A committee chairman determines what is brought forward in committee and usually has overwhelming influence on the language of measures that come out of the committee. Most lobbyists are keen to get the “chairman’s mark” (or the committee chairman’s version of the bill) prior to a committee markup. They know that will be closer to the final version than the original bill.
Some Committees are more powerful than others. In the House, the Rules Committee determines the exact process of how a measure will be debated on the floor, it determines the time, and even the amendments (if any are allowed) that can be offered. The Senate has a similar committee but it does not play a similar role in controlling floor debate as in the House. If you are kowtowing to a rules committee chairman, make sure it is in the House not the Senate. Other House Committees of importance are determined by the field which they cover. For example, Ways and Means addresses all tax and revenue measures and is therefore very important. This same function in the Senate is split between several committees. Appropriations committees in both chambers address the spending of the government’s revenues and, of course, are keenly courted as a result.
The Senate has some additional functions that the House does not have, though the House frequently pretends to have this authority. The Senate must confirm Presidential appointments, so the Senate committees have significant leverage on Executive agencies. They also control military commissions, judicial appointments, and treaties. As a result, Committee chairmen most frequently in the news are usually Senate chairpersons – particularly Senate Judiciary and Senate Foreign Relations Committee Chairpersons.
Beyond Committee chairpersons are party positions. Each party in each chamber has a Campaign Committee, with chairpersons who dispense money to needy campaigns and enforce fundraising discipline on money-shy members.
Congressional leadership, especially people who hold positions for a long period of time, usually extend their influence throughout the city by staff patronage. Seasoned staffers and protégés are placed throughout the city, in lobby firms, Federal agencies, and even the courts.

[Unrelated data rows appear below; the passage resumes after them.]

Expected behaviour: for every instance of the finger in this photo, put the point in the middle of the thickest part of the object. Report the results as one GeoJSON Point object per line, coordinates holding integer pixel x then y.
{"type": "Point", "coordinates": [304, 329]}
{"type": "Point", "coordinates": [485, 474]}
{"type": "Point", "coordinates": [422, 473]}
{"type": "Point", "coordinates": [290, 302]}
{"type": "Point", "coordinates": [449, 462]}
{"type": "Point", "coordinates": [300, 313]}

There are no more persistently powerful positions in Washington, DC, than a leadership position in Congress. Depending on the issue and the polls, any one of them could be more influential than the President. Their tenure in the past has often been secured for life (or near life, with good behavior) and the potential to expand and entrench influence through legislative measures, campaign cash, and staff protégés further solidifies these roles. Congressional leadership can wane, however, and there are factors that can diminish their power. If a majority party has a razor thin majority, party discipline can be difficult. A scandal or hint of scandal could also reduce a leader’s edge. And of course, the voters could decide to not reelect a leader, an event that has happened surprisingly in recent years.
If you are following an issue or a bill in Congress, always check to see where the issue lies on the majority leadership agenda and check on the appropriate committee chairperson’s position. The answers to these positions will provide the primary determination as to the issue or bill’s success in Congress.
The most wrenching event for Congressional leadership is when the majority party of a chamber becomes the minority party – it is the most dynamic and potent event in the life of a Congress. The all powerful become mere Members of Congress and Senators – everything changes. Sometimes it’s payback time for old grudges and slights. It doesn’t happen often, but the upcoming (November 7) elections may usher in such a traumatic event once again.